This directory holds the core logic that Chrome uses to launch external intents
on Android. External Navigation is surprisingly subtle, with implications on
privacy, security, and platform integration. This document goes through the
following aspects:
- Motivation
- Examples of supported and unsupported navigations
- What happens when a navigation is blocked
- Code Structure
- Additional Details
- Embedding of the component
- Differences between Chrome and WebLayer intent launching
- Opportunities for code health improvements in the component
Throughout this document we will be using Chrome's exercising of this component
for illustration.
# Motivation
The goal of External Navigation in Chrome is to seamlessly and securely
integrate the web with the Android app ecosystem. If the user has installed an
app for a website, then clicking a link to that website should cause the app to
open.
# Supported Flows
There are many ways web and app developers use intents, here are a few examples:
- Clicking a link to [https://www.youtube.com](https://www.youtube.com/) opens
the Youtube app.
- Clicking a link to
[intent://www.youtube.com#Intent;scheme=https;action=android.intent.action.VIEW;S.browser\_fallback\_url=https%3A%2F%2Fwww.example.com/;end](http://www.youtube.com/#Intent;scheme=https;action=android.intent.action.VIEW;S.browser_fallback_url=https%3A%2F%2Fwww.example.com/;end)
opens the Youtube app if installed, and example.com if not.

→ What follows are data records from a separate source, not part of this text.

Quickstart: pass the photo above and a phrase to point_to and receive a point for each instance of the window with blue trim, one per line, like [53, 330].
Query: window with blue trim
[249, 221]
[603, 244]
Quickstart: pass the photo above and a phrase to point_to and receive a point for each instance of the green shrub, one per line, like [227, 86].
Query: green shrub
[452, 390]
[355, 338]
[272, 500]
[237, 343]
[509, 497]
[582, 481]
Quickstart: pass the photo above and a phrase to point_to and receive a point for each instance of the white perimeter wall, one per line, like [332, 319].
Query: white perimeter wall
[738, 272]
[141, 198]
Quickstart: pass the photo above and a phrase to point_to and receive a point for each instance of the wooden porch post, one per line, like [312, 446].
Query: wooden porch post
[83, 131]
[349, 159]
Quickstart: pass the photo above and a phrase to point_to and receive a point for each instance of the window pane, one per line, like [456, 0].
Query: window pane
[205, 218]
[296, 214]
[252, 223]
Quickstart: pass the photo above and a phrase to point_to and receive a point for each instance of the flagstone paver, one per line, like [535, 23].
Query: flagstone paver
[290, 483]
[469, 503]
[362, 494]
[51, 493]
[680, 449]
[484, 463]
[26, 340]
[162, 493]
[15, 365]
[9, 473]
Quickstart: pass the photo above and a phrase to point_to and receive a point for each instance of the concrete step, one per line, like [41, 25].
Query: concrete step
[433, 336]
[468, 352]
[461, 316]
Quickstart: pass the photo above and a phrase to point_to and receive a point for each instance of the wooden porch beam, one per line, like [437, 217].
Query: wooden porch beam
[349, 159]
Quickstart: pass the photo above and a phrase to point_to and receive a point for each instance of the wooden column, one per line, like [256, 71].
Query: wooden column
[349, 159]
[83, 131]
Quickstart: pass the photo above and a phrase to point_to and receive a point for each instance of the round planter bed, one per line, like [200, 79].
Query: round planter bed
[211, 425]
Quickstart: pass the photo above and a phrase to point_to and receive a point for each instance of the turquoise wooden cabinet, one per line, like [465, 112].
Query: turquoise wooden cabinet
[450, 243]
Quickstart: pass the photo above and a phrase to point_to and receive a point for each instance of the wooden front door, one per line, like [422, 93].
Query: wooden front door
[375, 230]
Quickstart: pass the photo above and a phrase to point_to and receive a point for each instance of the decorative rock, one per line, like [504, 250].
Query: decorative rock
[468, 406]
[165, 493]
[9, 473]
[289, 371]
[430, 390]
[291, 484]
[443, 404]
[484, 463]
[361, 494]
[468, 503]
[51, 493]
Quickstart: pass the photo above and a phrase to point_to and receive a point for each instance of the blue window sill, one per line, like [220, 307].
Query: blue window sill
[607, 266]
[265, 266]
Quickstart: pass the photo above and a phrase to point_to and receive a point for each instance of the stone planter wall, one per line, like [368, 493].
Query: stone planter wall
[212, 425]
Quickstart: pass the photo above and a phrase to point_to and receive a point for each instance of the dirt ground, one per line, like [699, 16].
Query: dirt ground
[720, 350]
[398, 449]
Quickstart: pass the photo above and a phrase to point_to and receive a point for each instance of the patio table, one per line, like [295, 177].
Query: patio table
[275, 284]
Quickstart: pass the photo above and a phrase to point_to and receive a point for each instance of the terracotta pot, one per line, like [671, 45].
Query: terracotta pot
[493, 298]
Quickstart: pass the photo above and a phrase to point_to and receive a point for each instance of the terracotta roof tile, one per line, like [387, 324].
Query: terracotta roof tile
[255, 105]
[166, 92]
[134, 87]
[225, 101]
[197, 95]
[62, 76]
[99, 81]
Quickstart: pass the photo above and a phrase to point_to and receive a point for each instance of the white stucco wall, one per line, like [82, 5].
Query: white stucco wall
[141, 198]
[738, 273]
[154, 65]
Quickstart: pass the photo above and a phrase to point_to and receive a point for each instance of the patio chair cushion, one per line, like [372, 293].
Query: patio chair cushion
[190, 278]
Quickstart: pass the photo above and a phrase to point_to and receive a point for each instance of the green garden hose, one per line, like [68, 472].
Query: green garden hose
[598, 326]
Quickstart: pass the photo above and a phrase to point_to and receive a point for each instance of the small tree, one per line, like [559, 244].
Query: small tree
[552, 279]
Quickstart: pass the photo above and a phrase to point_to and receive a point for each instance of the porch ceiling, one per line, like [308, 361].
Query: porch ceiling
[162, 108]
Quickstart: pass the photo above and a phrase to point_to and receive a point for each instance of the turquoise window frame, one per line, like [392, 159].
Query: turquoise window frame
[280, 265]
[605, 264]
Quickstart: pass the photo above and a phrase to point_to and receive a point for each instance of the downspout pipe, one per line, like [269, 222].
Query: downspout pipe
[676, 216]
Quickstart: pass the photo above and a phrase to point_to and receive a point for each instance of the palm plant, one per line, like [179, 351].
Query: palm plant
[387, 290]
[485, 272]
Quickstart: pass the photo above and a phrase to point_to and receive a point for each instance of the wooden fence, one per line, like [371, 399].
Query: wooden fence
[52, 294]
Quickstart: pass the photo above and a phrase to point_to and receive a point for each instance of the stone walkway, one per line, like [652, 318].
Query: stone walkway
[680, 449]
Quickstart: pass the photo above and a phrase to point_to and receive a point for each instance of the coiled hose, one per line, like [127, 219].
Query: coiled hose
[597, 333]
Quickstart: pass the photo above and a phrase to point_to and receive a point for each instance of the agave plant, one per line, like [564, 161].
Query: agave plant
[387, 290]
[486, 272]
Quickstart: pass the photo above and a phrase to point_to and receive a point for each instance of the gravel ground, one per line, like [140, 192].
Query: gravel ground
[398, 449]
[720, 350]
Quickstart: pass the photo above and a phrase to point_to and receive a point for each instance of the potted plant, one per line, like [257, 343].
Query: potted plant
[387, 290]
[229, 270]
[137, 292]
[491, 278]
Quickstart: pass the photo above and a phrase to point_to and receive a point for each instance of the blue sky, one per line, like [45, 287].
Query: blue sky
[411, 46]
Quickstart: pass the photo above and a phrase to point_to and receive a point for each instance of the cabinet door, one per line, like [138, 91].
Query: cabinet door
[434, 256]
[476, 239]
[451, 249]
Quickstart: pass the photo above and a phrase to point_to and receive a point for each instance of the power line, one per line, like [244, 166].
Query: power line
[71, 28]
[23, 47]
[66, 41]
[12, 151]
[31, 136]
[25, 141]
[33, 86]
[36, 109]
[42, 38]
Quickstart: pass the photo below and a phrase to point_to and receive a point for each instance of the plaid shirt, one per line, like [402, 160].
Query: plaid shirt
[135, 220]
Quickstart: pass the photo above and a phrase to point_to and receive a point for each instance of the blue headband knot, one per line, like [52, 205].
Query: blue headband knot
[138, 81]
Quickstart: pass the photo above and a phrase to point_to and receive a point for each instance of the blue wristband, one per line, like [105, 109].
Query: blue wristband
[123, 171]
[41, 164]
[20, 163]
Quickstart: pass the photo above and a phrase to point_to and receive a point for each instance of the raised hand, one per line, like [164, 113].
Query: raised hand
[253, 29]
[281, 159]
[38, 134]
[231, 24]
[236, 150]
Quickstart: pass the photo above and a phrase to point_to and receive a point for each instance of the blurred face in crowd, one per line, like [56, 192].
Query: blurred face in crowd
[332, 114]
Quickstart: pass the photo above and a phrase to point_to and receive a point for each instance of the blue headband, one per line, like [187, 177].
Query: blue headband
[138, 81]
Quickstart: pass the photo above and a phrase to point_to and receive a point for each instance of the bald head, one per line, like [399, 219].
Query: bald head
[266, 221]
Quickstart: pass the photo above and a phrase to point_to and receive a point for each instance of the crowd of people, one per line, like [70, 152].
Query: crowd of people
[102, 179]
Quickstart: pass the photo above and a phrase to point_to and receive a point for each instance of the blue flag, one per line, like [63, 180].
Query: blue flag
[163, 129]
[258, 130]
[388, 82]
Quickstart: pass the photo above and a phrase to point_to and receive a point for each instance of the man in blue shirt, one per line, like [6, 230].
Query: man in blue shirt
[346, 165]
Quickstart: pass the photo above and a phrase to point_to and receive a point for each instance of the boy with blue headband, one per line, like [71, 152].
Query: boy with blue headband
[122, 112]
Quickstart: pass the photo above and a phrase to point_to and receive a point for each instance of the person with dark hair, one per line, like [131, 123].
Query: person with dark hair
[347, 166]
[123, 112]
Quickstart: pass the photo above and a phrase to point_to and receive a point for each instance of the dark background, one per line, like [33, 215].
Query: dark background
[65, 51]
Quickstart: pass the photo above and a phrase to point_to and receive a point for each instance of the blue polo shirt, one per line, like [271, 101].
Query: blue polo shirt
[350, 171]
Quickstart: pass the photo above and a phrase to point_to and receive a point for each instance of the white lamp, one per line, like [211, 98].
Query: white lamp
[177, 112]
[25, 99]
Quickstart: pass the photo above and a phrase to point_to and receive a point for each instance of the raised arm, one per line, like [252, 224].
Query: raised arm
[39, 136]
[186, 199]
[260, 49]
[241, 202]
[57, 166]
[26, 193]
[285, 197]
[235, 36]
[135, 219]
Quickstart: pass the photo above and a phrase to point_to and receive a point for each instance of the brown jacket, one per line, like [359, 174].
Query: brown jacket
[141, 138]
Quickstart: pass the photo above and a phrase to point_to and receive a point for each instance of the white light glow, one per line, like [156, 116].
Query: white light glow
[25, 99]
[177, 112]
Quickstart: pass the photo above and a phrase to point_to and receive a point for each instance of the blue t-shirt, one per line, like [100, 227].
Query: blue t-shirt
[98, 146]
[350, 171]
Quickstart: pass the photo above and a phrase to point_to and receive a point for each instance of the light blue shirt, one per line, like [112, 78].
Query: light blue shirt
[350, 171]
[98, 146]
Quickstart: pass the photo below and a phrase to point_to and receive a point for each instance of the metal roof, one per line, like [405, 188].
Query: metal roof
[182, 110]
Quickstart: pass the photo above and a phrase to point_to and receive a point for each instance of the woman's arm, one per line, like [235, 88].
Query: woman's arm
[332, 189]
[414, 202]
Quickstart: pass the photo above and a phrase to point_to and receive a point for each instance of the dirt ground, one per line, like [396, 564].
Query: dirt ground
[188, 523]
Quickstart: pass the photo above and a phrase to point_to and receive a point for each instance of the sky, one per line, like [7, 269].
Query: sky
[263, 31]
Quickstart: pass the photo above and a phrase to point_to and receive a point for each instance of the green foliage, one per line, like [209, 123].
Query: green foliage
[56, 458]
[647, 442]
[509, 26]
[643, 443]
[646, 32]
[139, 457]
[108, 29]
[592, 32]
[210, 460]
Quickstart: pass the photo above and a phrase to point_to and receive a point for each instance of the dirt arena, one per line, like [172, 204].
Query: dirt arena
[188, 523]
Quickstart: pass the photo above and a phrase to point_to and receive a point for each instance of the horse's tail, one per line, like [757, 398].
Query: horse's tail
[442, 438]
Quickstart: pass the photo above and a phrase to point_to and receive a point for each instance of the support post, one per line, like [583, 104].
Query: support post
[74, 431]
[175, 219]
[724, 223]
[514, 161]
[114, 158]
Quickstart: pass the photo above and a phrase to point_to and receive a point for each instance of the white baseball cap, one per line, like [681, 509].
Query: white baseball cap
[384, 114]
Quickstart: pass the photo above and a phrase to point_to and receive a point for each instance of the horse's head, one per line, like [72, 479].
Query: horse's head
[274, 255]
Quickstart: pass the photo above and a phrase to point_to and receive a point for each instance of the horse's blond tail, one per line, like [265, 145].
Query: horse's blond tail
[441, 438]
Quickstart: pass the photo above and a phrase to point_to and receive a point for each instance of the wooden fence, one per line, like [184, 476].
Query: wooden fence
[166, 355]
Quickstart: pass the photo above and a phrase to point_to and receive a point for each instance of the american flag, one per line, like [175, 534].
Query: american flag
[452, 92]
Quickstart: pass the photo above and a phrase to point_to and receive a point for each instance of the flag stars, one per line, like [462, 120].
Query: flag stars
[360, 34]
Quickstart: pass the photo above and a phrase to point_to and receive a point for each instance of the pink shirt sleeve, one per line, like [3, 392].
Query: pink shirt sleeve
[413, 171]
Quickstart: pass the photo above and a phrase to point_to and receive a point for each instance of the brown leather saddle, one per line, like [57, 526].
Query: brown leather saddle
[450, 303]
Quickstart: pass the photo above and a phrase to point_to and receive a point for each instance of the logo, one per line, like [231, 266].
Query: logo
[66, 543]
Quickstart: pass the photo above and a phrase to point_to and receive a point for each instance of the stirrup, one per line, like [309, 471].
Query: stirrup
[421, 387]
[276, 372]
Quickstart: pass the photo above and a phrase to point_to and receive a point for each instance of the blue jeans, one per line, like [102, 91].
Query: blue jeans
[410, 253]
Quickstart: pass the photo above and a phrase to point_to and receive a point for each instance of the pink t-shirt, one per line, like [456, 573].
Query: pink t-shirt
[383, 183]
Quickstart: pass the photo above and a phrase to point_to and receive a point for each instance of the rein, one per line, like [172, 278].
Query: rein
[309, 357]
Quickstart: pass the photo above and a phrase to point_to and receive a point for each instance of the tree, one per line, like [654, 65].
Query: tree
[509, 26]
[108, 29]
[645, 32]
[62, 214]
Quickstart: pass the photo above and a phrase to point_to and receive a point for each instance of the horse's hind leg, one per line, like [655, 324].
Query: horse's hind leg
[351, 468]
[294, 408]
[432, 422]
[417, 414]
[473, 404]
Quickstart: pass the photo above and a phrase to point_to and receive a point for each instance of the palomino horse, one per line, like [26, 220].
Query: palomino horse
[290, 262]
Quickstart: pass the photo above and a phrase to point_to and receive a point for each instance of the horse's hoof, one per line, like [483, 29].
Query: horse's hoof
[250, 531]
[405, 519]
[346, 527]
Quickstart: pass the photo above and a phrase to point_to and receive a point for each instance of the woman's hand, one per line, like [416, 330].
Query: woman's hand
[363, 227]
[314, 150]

- An app opens a URL redirector in Chrome, which does a server redirect to an
app link without any user interaction.
- Clicking a link triggers an async XHR to perform sign-in, then client
redirects to an app after receiving the response.
- An app opens a CCT to start a payment, the user manually switches to their
bank app to validate the payment, then later returns to the CCT, which, without
user input, redirects back to the app after the payment is confirmed.
# Unsupported Flows
## In order to protect users, there are many things we don't allow:
- Launching an app without a
[Verified App Link](https://developer.android.com/training/app-links/verify-android-applinks)
(or specialized intent filter pre-S) if the scheme can instead be handled in
Chrome.
- Explicit intents (i.e. with a component specified), or intent without the
BROWSABLE category (which Chrome always adds to intents).
- Launching an app from a tab not currently visible to the user.
- Launching an app without
[user activation](https://html.spec.whatwg.org/multipage/interaction.html#tracking-user-activation)
(unless doing trusted CCT/TWA navigation).
- Launching an app after a long timeout (as the user won't be expecting it).
- Launching certain schemes like file:, content: and other chrome-internal
schemes.
- Launching Instant Apps directly on old Android versions.
- Launching apps from tab restore, back/forward, reload.
- Launching apps from fallback URLs or repeatedly attempting to launch apps with
the same user activation (prevents fingerprinting).
- Launching arbitrary URLs in other browsers that may be behind on security
patches.
## Other reasons to keep navigation in Chrome:
- Navigations from Chrome UI initially load in Chrome, but are allowed to
redirect to apps.
- Form submissions are expected to be sent to a server, not an app, unless
redirected.
- Intents URLs load in Chrome as they were intentionally sent to Chrome,
though may redirect out.
- If an intent redirects to a URL for an Activity that the initial intent also
matched (i.e. the set of apps supporting the navigation hasn't changed), we
stay in Chrome as the user has already presumably chosen Chrome over the app.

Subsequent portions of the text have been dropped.